Cerca de um ano depois de pouco mais de 20 organizações da sociedade civil, incluindo movimentos sociais, terem dirigido a Carta Aberta para Deter e Reflectir de Forma Urgente o Programa ProSavana aos presidentes de Moçambique, Brasil e ao Primeiro Ministro do Japão, continuamos à espera de resposta. No entanto, decorreu em Nampula nos dias 22 e 23 de Abril, o Seminário sobre Divulgação dos Resultados de Investigação Agrária no Corredor de Nacala no âmbito do programa triangular entre Moçambique, Japão e Brasil apelidado de ProSavana.
No encontro, estiveram presentes a equipa de coordenação do ProSavana, o Director Geral do Instituto de Investigação Agronómica de Moçambique(IIAM,) o Director Provincial da Agricultura, parceiros, representantes e investigadores dos centros zonais do IIAM, Organizações da Sociedade Civil, académicos e representantes do sector privado.
Segundo os organizadores (IIAM e parceiros), o seminário visava essencialmente partilhar os resultados até então obtidos nas pesquisas que estão a ser levadas a cabo naquela região conhecida como Corredor de Desenvolvimento Norte? facto que evidencia que já estamos diante de uma das fases programa (ProSavana – PI) que segundo os documentos disponíveis, tem como finalidade maximizar os actuais conhecimentos dos recursos naturais e socioeconómicos do Corredor de Nacala e identificar as tecnologias agrícolas mais adequadas ao desenvolvimento sustentável da agricultura regional.
Posto isto, somos levados a concluir que a Carta Aberta das Organizações da Sociedade Civil foi taxativamente ignorada e que o projecto prossegue, como se tudo estivesse perfeito, indiferente às preocupações das muitas famílias que temem perder as suas terras para dar lugar ao agronegócio e outras actividades, como aliás se vê um pouco por todo país. Na verdade, este seminário não passou de mais uma acção para legitimar o avanço do programa.
Camuflado por outros temas, notou-se que cerca de 60% das apresentações estavam focalizadas em exemplos relacionados com o incremento do rendimento da cultura de soja, desde a consociação com outras culturas, efeitos da adubação, tipo de solo, data de sementeira, entre outros. O que vem, sem dúvida, demonstrar o quão perigoso este programa pode ser, sobretudo quando não prioriza a investigação das principais culturas alimentares, que constituem o garante da sobrevivência da maioria da população moçambicana, os camponeses que vivem nas zonas rurais.
Mais uma vez, chamamos a atenção aos programas que estão a ser implementados em Moçambique e suas semelhanças com tantos outros que falharam no passado.
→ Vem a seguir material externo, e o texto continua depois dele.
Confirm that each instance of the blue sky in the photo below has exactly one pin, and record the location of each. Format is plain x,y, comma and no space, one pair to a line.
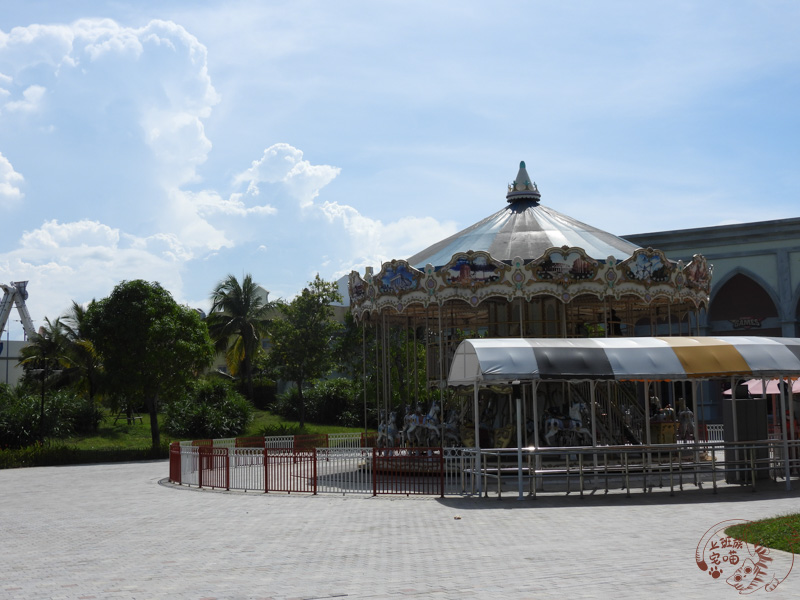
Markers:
182,141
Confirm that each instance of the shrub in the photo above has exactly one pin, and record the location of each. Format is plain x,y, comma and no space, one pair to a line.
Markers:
65,413
211,409
329,402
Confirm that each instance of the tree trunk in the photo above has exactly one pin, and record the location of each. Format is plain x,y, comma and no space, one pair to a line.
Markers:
155,434
302,404
248,376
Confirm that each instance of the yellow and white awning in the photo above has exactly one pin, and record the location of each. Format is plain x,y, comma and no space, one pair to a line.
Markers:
623,359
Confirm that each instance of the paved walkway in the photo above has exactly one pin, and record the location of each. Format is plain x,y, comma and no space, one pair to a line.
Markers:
113,531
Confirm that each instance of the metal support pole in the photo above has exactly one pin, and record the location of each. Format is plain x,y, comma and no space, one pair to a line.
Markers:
519,447
787,474
475,411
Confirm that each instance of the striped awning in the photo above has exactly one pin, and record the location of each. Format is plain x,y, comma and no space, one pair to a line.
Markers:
623,359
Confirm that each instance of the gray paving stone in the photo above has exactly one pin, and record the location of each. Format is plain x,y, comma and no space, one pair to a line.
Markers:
113,531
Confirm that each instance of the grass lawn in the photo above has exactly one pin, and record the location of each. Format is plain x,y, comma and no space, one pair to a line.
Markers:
123,436
780,533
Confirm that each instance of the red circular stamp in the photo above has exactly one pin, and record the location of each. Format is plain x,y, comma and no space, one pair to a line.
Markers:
746,567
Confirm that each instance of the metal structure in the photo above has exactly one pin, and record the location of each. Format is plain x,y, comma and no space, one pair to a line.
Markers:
524,271
271,466
15,294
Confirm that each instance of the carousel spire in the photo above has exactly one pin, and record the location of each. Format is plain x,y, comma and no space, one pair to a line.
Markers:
522,188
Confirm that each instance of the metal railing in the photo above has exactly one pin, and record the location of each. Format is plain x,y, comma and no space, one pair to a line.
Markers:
468,471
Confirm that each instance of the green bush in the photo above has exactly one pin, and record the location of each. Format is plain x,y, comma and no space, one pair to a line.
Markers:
65,413
328,402
45,455
212,409
282,429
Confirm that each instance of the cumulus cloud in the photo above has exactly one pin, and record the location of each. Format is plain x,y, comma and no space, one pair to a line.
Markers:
282,163
10,181
85,259
31,100
378,241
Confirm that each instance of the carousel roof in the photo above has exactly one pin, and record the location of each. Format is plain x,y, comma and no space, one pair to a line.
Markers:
525,229
638,359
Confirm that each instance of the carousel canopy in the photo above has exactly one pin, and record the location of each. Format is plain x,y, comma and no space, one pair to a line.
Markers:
526,229
623,359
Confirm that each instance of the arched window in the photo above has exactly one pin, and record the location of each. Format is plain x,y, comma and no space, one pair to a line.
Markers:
742,307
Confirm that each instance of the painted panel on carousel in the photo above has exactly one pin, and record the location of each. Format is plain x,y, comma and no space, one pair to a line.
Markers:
565,264
357,288
698,273
472,268
398,277
647,266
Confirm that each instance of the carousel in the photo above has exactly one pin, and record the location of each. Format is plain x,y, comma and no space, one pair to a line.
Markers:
526,271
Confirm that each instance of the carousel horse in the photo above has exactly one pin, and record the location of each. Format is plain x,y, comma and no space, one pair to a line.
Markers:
686,425
387,431
450,429
568,431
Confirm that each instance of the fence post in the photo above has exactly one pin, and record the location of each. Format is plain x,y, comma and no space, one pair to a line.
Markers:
266,471
227,469
441,472
200,466
314,470
374,475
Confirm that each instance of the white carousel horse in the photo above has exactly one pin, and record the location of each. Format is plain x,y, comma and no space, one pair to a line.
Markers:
569,431
421,430
387,431
451,428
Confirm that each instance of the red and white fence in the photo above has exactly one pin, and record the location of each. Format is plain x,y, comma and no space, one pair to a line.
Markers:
344,466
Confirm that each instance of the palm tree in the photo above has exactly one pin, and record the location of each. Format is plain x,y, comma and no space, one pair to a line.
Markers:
44,356
238,321
82,360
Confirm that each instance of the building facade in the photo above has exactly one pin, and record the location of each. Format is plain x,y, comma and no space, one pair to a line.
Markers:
755,288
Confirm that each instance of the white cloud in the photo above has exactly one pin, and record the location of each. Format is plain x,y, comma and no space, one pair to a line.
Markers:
85,259
31,101
282,163
10,180
374,242
210,203
53,235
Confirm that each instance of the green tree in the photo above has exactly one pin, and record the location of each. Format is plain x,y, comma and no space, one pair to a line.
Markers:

As Organizações da Sociedade Civil já alertaram sobre os perigos do ProSavana, e, o ritmo com que o processo está a seguir tendo em conta a contestação e preocupações já apresentadas pelos camponeses, denota uma tentativa clara de enganar os Moçambicanos ganhando tempo, enquanto nos bastidores se implementa efectivamente o programa como se este fosse consensual.
O ProSavana não reúne consenso nacional. Nem a nível das comunidades locais, nem entre académicos e Organizações da Sociedade civil. Sabemos que em alguns casos, para criar essa ideia de aparente consenso, têm sido levadas a cabo acções de manipulação e intimidação visando líderes comunitários e organizações que lutam na defesa do direito à terra e à soberania alimentar.
É importante que se repense no programa e que se criem acções que vão de acordo com o cenário actual da agricultura moçambicana, onde o acesso a terra fértil e a erradicação da fome e da má nutrição deveriam constituir prioridade para o governo? por mais que isso implique a paralisação ou reformulação do programa até que se garanta que estejam criadas todas as condições para a materialização do mesmo sem por em causa o bem estar socioeconómico e cultural das comunidades locais, bem como a não marginalização e subsistência do mesmo grupo.